Many people recognized this, so companies everywhere are experimenting with custom AI solutions, and the initial results often seem miraculous. With modern large language models, we can suddenly tackle problems that would have been science fiction just months ago. The excitement is understandable – but it's also where the trouble begins.

What worked perfectly in the demo starts showing inconsistencies. Edge cases pile up. The prototype that impressed everyone in the boardroom begins to feel like a liability rather than an asset. Too often, this leads to the prototype being abandoned entirely.

This is where organizations make a critical mistake: Faced with these challenges, people make the fatal decision to abandon their prototypes and “wait for better AI models” (as if this will solve the issues).

Here's why that's a mistake: those early successes weren't illusions – they were glimpses of real potential. The problem isn't that the prototype failed; it's that we expect prototypes to magically transform into production systems without the necessary evolution.

The truth is: Every AI prototype needs tweaking – it's not a bug, it's a feature of working with AI. Think of it like training a new employee: They might understand the basic concept immediately, but becoming truly proficient requires guidance, feedback, and fine-tuning of their approach.

What does this tweaking look like in practice? It means:

  • Systematically evaluating where your system fails using tools like Ragas for RAG applications

  • Implementing automated prompt optimization with frameworks like DSPy instead of relying on manually crafted prompts that work "sometimes"

  • Building guardrails and validation steps to catch edge cases before they reach your users

  • Continuously collecting feedback and example cases where the system doesn't perform as expected

  • Gradually expanding the scope from a narrow, well-performing use case to broader applications

Most importantly, it means accepting that the path from prototype to production isn't a straight line. It's an iterative process where each round of improvements builds upon the last. Companies that succeed with AI aren't necessarily those with the most advanced technology – they're the ones who commit to this process of continuous refinement.

So next time your AI prototype shows promising results but isn't quite there yet, don't shelve it. Instead, see it as the beginning of a journey. With the right approach to systematic improvement, those glimpses of potential can become reliable, production-ready solutions.

Also in the news

OpenAI releases realtime web-search for ChatGPT

OpenAI is on the roll at the moment. After releasing the realtime voice API just some weeks ago, OpenAI delivers another long-awaited feature: Their realtime web-search, directly integrated into ChatGPT.

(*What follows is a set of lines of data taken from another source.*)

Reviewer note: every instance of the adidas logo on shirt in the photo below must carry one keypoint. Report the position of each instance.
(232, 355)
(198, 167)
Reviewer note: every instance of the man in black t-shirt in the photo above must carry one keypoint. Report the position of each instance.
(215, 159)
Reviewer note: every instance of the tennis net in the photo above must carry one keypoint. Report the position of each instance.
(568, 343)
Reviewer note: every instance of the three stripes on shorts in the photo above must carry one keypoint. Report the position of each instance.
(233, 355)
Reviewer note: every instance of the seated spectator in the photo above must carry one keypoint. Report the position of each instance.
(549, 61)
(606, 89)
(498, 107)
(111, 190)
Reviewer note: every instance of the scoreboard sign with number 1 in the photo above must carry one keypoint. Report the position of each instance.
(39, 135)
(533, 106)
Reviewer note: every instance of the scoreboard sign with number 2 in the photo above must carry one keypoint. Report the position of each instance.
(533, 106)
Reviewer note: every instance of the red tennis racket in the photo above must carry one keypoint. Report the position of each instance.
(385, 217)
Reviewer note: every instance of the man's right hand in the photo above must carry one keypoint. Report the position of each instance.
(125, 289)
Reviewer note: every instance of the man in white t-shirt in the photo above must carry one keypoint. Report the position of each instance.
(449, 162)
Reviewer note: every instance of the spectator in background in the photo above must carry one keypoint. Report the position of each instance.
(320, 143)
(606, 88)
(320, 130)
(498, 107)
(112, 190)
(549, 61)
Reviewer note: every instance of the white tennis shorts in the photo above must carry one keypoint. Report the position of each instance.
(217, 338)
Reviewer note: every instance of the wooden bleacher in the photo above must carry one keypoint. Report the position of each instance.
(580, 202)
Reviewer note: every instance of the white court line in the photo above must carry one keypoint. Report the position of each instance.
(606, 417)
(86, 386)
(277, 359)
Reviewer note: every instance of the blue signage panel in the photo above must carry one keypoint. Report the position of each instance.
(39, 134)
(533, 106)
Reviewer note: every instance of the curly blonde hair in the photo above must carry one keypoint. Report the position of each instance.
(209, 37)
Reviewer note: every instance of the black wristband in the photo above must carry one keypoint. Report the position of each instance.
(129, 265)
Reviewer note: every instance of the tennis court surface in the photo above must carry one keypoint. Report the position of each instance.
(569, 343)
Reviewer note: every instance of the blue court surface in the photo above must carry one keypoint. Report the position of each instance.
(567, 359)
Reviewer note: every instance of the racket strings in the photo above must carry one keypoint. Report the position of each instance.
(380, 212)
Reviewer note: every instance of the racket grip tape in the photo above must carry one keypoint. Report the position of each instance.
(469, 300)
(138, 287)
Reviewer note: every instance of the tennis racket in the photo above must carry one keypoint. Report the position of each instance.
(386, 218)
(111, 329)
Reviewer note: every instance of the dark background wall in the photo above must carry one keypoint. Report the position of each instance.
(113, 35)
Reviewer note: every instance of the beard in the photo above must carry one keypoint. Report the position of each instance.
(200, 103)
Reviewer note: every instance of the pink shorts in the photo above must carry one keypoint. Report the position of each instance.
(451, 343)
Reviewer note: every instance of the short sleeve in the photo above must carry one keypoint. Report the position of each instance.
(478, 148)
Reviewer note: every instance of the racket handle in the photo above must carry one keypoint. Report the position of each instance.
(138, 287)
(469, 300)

New ChatGPT search integration - with citations

Why’s that great?

  • ChatGPT automatically searches web sources, without relying on external search engines. Making it much faster and more reliable

  • You can get fast, timely answers with links to relevant web sources, which you would have previously needed to go to a search engine for

  • No more knowledge-cutoff

Read the full announcement post here.

Google introduces Open-Source tool to watermark AI generated content

Google has released SynthID, a new suite of tools that brings transparency to AI-generated content. Using sophisticated watermarking technology, SynthID can now identify AI-created text, images, audio, and video while maintaining the original content quality.

Key Features:
• Invisible watermarking that's detectable by verification tools
• Works across multiple content types
• Resistant to common modifications
• Available through Vertex AI and other Google products

Why It Matters

As AI-generated content becomes more widespread, being able to identify its origin is important for maintaining trust and authenticity online.

However, the major make-or-break factor is, whether other AI providers will jump on board and integrate SynthID in their products.

We at Pondhouse Data OG are huge fans of watermarking, as we firmly believe that AI generated content - while very helpful - should be identifiable as such.

Read more on Google’s announcement post.

Tip of the week

Key Prompting Techniques to keep AI-Generated Summaries focused

While asking an AI to 'summarize this text' seems straightforward, many users quickly discover that LLM-generated summaries can wander off-topic, miss crucial points, or fabricate details. The challenge isn't getting a summary—it's getting a reliable one. What looks like a simple task often results in summaries that lack precision, omit key information, or include irrelevant details. However, with the right prompting techniques, you can significantly improve the focus and accuracy of AI-generated summaries.

The most important idea is: The summarization itself happens in three steps:

  1. Ask the LLM to extract key ideas

  2. Ask the LLM to summarize the text, by making sure to include the key ideas

  3. Use a validation loop to verify, that the summary contains the key ideas

This allows to implement the following structured process which also works for longer texts.

Text Segmentation

  • Divide long texts into 1500-word chunks

  • Maintain logical breaks (sections, arguments, themes)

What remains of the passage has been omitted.